Sori Mané

Personal information
- Full name: Manconi Soriano Mané
- Date of birth: 3 April 1996 (age 30)
- Place of birth: Bissau, Guinea-Bissau
- Height: 1.87 m (6 ft 2 in)
- Positions: Defensive midfielder; centre-back;

Team information
- Current team: Torpedo Kutaisi
- Number: 16

Youth career
- Fidjus di Bideras
- 2014–2015: Sampdoria

Senior career*
- Years: Team / Apps / (Gls)
- 2015–2016: Sampdoria / 0 / (0)
- 2015–2016: → Olhanense (loan) / 6 / (1)
- 2016–2017: Olhanense / 31 / (0)
- 2017–2019: Cova da Piedade / 49 / (1)
- 2019–2023: Moreirense / 55 / (2)
- 2023–2025: Académico Viseu / 57 / (0)
- 2025–: Torpedo Kutaisi / 13 / (0)

International career^{‡}
- 2017–: Guinea-Bissau / 49 / (0)

= Sori Mané =

Bissau-Guinean footballer

Manconi Soriano "Sori" Mané (born 3 April 1996) is a Bissau-Guinean professional footballer who plays as a defensive midfielder or a centre-back for Erovnuli Liga club Torpedo Kutaisi.

==Club career==
===Early career===
Mané was born in Bissau. He finished his youth career in Italy, with UC Sampdoria.

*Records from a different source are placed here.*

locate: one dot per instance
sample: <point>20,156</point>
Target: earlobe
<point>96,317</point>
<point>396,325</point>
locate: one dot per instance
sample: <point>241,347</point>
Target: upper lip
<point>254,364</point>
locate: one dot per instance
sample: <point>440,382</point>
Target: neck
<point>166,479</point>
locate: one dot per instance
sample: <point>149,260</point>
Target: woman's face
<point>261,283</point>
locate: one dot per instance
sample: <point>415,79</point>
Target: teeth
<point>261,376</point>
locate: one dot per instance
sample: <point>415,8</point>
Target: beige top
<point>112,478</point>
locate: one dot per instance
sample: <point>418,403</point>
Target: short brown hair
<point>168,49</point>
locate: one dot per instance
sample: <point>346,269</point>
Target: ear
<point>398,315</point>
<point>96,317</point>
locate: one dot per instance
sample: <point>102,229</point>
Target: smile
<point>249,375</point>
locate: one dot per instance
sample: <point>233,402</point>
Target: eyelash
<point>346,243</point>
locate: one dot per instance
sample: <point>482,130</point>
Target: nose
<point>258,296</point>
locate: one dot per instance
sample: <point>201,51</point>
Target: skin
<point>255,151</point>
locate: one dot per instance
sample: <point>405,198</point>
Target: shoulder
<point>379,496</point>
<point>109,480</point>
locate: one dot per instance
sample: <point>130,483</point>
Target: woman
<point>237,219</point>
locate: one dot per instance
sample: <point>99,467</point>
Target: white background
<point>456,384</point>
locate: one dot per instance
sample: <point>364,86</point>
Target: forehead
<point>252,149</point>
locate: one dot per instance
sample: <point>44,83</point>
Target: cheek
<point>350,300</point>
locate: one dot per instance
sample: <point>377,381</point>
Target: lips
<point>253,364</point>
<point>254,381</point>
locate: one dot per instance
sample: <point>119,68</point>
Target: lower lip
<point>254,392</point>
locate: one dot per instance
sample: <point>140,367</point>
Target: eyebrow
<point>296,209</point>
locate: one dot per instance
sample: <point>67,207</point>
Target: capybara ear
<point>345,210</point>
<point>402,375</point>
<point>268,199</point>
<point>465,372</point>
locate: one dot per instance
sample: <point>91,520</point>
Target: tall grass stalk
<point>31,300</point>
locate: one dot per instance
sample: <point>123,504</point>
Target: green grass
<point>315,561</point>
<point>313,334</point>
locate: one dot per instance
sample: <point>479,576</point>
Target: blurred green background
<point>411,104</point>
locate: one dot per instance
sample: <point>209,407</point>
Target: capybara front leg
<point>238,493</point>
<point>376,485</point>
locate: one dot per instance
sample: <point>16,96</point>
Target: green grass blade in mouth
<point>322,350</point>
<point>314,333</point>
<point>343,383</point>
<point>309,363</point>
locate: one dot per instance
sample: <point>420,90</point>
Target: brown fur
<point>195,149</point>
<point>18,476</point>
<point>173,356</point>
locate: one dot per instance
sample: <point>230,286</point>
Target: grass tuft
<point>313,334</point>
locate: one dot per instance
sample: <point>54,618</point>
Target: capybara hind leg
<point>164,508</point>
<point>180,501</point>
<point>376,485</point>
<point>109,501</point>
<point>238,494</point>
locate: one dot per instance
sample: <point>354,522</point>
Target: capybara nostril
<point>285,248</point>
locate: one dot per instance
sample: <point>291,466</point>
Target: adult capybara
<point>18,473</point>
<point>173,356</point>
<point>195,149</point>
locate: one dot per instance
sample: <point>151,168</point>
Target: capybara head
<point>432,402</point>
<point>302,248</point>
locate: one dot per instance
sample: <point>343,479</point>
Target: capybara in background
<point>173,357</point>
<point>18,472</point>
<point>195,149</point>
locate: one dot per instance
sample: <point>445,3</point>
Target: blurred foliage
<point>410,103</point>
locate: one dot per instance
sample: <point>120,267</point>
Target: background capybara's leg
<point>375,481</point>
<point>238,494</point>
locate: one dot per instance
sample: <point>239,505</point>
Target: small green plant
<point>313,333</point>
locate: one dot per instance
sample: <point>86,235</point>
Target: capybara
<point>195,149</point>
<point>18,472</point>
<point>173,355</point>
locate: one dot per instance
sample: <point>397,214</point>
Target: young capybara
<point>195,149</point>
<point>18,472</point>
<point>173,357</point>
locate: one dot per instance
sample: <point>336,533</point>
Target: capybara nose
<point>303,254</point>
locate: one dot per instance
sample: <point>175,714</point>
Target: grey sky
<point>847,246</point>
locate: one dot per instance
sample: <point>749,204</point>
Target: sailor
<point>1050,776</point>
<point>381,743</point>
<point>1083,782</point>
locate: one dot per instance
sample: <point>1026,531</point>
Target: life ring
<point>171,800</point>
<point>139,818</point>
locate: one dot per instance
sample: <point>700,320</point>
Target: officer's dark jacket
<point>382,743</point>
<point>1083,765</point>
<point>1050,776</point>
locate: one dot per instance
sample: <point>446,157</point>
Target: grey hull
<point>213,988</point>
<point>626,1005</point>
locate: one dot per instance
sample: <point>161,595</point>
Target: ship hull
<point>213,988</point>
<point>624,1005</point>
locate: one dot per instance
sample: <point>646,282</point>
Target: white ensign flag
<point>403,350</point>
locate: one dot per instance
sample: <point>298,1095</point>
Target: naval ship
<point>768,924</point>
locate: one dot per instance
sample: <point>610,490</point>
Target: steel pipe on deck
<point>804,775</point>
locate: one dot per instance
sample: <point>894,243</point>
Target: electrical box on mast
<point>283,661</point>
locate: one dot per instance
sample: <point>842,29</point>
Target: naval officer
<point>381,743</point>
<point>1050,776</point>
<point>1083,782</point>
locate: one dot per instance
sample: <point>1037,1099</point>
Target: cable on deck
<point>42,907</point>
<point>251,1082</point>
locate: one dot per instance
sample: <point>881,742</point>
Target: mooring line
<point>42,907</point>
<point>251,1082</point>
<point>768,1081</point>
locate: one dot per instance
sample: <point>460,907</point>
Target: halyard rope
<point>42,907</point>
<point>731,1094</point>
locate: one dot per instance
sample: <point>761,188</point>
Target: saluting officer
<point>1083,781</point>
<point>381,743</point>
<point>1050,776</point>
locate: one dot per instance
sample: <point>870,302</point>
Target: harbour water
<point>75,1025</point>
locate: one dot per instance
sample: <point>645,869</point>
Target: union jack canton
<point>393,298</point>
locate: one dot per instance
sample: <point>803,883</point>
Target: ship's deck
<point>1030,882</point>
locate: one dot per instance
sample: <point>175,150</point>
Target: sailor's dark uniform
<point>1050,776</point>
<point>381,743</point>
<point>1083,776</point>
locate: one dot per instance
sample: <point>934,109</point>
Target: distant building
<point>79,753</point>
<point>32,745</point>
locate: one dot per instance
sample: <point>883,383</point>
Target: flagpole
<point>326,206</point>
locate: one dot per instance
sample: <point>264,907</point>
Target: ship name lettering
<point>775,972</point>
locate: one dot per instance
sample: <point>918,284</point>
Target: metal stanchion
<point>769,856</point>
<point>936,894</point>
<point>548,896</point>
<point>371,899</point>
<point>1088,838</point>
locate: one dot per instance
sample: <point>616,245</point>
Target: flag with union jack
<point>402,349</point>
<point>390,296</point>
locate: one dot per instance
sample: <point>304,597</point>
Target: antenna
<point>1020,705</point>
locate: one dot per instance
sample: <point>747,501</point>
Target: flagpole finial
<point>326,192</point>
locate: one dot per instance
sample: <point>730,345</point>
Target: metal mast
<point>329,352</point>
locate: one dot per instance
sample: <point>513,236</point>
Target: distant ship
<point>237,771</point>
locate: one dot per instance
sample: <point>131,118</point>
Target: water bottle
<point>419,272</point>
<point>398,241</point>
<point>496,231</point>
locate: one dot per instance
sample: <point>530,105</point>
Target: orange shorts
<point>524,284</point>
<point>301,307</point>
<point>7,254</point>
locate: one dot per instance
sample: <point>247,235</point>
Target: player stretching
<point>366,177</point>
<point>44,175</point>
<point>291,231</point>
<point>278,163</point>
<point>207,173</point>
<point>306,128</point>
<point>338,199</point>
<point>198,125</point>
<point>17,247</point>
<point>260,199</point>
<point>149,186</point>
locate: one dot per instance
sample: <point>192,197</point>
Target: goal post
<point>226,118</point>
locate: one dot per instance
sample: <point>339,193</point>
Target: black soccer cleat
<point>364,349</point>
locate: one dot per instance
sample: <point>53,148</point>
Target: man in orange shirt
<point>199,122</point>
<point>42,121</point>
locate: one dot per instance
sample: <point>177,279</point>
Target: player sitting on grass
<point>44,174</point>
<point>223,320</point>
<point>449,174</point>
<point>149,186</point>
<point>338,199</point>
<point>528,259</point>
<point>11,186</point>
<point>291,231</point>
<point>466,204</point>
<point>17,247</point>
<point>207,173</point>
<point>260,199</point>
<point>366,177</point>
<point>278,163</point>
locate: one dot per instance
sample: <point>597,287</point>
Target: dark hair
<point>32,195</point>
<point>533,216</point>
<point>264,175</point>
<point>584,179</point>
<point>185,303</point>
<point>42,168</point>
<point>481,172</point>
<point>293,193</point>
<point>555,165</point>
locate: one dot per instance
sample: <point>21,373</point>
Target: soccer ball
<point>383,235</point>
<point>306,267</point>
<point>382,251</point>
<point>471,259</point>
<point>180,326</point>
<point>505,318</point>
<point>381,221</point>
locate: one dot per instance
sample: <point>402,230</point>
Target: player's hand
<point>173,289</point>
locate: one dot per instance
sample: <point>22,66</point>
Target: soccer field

In late 2015, Mané was loaned to Portuguese club S.C. Olhanense. He made his LigaPro debut on 31 January 2016, featuring the first half of the 1–0 away loss against Atlético Clube de Portugal. His first goal came also that season, in a 2–0 away victory over Leixões S.C. on 8 May.

Mané continued in the Portuguese second division the following years, with Olhanense and C.D. Cova da Piedade.

===Moreirense===
On 11 July 2019, Mané signed a four-year contract with Primeira Liga club Moreirense FC. He made his debut on the competition on 11 August, starting in a 3–1 defeat at S.C. Braga.

Mané spent the vast majority of the 2020–21 season on the sidelines, due to a knee injury. On 14 May 2022, he scored his first goal for his new team, opening a 4–1 home win over F.C. Vizela; in the subsequent promotion and relegation play-offs, they lost 2–1 on aggregate to G.D. Chaves.

In the 2022–23 campaign, Mané scored once in 27 games (31 in all competitions) to help Moreirense win the second division and subsequently promote.

===Later career===
Mané remained in division two in summer 2023, on a two-year deal at Académico de Viseu FC. On 1 July 2025, the free agent moved to the Georgian Erovnuli Liga with FC Torpedo Kutaisi.

==International career==
Mané made his debut for the Guinea-Bissau national team on 25 March 2017, in a 3–1 friendly loss to South Africa where he came on as an injury-time substitute. He was part of the squad that participated in the 2019 Africa Cup of Nations.